While the complaint alleged negligence in general terms, appellant disclosed in the deposition that upon arrival at her destination, she opened the right-hand rear door of the cab and in alighting, the door closed on the index finger of her right hand. At the time, she was carrying a package, her purse, and an umbrella. For purposes of clarification and to determine whether there is a factual basis on the issue of negligence, we quote appellant's testimony from the deposition:

"Q. Which side of the cab did you get out of? A. The right side, I think. "Q. In other words, it is the side opposite the side the driver sits on? A. That's right. * * * * * * "Q. Who closed the door after you got out of the cab? A. I don't know. * * * * * * "Q. Did you see the driver of the cab touch the door in any way? A. No. * * * * * * "Q. Was the car parked on an incline? A. I don't believe so. * * * * * * "Q. * * * What I want to know is whether there is anything that you know of that the cab driver did or did not do that caused this door to swing shut. A. I don't know of anything that he didn't do. "Q. Or that he did do? A. Or did do that caused it to shut. * * * * * * "Q. Do you remember whether he [the driver] made any attempt to close the car door? A. No. * * * * * * "Q. Did you see anything defective about the door or the cab? A. No. "Q. Was there anything unusual about the way the door opened or shut? A. Not to my knowledge. I don't remember. I don't know."

In addition to the deposition, appellee filed an affidavit in which the driver stated that appellant closed the door herself; that he did not close it, nor did he do anything to cause it to close. Appellant did not file counter affidavits.

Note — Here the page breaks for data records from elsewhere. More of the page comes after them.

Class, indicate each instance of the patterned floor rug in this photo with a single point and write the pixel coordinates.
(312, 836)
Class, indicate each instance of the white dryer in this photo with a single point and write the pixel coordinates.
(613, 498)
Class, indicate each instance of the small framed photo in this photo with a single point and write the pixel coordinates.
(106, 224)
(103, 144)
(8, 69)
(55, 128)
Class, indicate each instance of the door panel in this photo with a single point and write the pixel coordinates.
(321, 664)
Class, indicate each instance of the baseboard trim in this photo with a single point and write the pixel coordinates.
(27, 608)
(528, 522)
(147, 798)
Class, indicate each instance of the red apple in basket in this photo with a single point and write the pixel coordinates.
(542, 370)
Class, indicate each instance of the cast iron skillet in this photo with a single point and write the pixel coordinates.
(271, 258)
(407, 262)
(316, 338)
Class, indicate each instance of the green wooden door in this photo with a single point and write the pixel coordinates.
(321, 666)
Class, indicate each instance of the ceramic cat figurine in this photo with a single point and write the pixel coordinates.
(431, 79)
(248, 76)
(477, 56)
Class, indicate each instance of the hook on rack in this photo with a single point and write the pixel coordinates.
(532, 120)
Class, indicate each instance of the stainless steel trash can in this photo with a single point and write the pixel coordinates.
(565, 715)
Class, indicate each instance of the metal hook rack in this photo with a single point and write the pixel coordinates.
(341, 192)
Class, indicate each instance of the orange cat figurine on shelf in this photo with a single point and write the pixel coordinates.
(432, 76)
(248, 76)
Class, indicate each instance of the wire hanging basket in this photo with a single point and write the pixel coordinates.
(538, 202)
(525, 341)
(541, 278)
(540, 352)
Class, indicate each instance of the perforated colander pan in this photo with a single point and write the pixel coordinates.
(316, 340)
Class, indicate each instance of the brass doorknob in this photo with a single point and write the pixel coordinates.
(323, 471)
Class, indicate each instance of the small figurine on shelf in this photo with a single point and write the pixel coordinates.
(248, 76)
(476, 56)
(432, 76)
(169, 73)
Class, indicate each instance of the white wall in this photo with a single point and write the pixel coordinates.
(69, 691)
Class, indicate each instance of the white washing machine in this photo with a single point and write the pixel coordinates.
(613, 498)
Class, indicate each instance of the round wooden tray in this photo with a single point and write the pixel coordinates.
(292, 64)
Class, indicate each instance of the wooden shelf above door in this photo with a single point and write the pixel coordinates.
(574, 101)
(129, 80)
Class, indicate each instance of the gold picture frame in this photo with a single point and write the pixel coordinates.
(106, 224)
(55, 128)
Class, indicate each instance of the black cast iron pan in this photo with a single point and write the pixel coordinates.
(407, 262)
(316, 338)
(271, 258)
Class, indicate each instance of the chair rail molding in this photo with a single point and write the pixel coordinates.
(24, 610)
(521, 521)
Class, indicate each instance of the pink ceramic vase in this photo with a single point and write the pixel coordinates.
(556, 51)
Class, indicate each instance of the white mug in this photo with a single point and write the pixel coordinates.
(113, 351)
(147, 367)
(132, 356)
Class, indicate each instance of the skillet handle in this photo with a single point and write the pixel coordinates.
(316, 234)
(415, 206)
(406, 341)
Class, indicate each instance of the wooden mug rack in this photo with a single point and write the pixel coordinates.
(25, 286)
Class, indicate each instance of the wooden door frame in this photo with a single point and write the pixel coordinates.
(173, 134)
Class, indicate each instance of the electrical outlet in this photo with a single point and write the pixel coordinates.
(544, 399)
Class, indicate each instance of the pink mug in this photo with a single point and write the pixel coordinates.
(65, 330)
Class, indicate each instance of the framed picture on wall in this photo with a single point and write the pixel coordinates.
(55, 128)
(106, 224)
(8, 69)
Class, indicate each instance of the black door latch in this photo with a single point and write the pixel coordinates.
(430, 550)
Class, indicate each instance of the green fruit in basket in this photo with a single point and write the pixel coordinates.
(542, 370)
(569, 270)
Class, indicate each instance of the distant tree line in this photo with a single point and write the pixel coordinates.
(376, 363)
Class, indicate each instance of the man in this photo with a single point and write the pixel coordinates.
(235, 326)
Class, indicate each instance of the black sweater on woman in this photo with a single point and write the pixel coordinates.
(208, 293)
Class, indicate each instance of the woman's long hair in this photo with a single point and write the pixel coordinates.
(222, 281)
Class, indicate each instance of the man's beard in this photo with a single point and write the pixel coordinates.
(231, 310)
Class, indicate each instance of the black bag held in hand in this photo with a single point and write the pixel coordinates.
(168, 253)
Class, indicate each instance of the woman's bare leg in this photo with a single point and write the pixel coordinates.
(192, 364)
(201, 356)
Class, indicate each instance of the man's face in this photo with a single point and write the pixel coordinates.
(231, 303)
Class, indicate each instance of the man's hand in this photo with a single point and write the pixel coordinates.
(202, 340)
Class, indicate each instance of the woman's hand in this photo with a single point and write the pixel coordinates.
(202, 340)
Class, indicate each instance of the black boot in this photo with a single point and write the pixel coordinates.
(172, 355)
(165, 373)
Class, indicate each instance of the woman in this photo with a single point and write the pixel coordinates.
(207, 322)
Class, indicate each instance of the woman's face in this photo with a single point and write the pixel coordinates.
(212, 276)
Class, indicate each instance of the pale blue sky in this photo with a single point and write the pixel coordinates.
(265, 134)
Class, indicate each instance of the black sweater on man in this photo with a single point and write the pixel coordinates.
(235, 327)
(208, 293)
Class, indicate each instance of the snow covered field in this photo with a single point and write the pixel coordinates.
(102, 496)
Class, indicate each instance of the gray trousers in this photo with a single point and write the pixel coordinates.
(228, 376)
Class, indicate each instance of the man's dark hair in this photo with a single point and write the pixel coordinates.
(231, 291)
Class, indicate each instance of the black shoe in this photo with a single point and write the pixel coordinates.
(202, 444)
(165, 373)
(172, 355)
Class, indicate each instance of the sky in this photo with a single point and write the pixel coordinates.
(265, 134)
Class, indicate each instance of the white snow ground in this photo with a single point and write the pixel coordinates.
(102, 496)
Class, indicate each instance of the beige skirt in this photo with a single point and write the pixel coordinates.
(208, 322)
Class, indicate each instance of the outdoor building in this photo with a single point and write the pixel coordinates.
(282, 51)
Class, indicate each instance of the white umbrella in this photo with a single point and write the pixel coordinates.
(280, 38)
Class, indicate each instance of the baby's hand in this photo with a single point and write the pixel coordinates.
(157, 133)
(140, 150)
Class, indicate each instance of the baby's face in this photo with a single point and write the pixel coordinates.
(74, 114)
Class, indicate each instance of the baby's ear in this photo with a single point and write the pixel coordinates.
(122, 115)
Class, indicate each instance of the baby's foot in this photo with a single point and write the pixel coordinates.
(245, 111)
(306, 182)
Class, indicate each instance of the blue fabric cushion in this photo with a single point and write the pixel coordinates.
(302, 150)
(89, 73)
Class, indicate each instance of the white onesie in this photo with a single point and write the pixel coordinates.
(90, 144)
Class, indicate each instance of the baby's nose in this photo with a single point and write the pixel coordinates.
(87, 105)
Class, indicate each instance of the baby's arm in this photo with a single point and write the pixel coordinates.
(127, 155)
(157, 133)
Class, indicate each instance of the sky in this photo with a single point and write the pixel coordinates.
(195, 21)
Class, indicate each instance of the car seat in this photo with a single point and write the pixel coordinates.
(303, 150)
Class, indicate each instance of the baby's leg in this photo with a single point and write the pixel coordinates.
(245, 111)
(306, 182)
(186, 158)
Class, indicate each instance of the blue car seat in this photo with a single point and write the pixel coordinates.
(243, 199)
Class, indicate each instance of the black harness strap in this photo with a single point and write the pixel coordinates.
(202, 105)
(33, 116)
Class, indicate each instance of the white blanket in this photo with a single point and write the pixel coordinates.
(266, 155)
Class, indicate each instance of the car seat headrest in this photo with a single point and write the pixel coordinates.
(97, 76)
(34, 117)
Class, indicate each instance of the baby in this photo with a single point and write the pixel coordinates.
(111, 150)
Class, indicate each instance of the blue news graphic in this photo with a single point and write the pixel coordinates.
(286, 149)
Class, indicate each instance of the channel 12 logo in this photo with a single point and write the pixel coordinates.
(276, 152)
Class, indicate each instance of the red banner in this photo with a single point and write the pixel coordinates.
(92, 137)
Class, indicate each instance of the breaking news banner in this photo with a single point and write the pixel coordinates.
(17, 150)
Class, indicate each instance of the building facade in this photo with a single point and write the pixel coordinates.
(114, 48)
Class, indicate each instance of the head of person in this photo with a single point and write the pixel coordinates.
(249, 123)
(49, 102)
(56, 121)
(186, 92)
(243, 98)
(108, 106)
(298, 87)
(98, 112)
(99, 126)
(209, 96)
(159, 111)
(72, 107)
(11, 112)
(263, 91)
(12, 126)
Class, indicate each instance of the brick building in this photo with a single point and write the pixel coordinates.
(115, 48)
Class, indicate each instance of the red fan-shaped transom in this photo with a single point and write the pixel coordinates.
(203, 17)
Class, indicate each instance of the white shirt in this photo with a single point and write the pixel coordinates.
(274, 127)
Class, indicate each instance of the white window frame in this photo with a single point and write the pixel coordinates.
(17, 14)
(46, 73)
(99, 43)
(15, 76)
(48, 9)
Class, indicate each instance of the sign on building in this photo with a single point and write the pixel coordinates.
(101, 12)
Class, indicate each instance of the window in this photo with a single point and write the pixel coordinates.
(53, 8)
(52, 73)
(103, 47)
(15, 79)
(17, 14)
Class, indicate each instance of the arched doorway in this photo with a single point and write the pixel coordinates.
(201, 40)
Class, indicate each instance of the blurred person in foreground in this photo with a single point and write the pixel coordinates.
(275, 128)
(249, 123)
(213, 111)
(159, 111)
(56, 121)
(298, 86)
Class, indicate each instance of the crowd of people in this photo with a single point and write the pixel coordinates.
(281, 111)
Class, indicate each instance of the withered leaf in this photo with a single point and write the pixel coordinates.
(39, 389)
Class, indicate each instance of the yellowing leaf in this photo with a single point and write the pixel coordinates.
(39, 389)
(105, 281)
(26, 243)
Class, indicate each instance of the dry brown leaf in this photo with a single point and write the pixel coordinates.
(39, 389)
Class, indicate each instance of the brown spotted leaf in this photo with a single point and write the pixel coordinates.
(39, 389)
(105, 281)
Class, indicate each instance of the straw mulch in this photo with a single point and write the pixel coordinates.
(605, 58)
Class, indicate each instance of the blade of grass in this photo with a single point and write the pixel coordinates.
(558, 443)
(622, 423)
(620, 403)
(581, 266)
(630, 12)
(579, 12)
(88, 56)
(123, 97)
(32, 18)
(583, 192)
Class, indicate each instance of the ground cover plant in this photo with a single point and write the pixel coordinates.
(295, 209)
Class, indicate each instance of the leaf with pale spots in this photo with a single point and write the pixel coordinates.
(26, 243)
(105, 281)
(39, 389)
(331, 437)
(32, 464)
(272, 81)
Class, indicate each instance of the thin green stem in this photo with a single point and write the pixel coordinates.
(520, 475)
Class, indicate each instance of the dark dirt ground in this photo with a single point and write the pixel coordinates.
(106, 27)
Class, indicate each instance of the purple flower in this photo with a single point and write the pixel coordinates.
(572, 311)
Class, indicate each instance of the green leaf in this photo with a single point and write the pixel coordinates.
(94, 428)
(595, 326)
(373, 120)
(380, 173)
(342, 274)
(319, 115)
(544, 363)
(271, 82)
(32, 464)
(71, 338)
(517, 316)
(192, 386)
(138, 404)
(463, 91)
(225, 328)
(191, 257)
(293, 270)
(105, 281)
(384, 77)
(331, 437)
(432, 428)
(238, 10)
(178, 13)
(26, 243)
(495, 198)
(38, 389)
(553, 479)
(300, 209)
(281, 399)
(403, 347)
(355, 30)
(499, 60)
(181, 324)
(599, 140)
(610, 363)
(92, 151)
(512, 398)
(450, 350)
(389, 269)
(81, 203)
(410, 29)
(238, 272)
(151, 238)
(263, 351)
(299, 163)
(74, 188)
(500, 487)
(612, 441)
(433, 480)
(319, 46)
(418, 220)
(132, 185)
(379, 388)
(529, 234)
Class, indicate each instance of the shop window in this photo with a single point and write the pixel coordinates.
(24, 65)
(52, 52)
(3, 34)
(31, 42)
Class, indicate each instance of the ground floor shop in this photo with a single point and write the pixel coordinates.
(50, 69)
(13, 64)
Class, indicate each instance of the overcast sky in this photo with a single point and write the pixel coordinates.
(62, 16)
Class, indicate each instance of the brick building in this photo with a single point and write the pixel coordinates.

The purpose of the summary judgment rule was not to deprive a litigant of his day in court, but to enable the court to expeditiously dispose of cases where no real factual issue is in dispute.[3] Confronted with a motion for summary judgment, the court is restricted to a determination as to whether there is a factual issue to be tried; it may not decide the effect of the tendered *925 evidence or resolve the factual issues. Since pleadings may set out formal but not genuine issues of fact, affidavits of both parties in conjunction with depositions may be used to pierce the pleadings and show that there is no triable issue.[4]

The burden of demonstrating the absence of any material issue is upon the moving party and any doubts are to be resolved against the granting of summary judgment.[5] While the pleadings in this case allege general negligence, the deposition of the appellant and the cab company's unopposed affidavit obviously disclose that there is no genuine issue as to any material fact; accordingly, we think the trial court was correct in ruling that there was no evidence which would warrant submitting the question of negligence to a jury.

Affirmed.

NOTES

[1] Goldstein v. Behrend, D.C.Mun.App., 106 A.2d 701; Bovello v. Falvey Granite Co., D.C.Mun.App., 71 A.2d 536.

[2] Municipal Court Civil Rule 56(c).

[3] Sartor v. Arkansas Nat. Gas Corp., 321 U.S. 620, 64 S. Ct. 724, 88 L. Ed. 967; Surkin v. Charteris, 5 Cir., 197 F.2d 77; Smith v. Leventhal, D.C.Mun.App., 97 A.2d 139.

[4] 6 Moore's Federal Practice, ยง 56.11[1].

[5] Dewey v. Clark, 86 U.S.App.D.C. 137, 180 F.2d 766; Messall v. Efron, D.C. Mun.App., 72 A.2d 694; McConchie v. Realty Associates, Inc., D.C.Mun.App., 54 A.2d 862.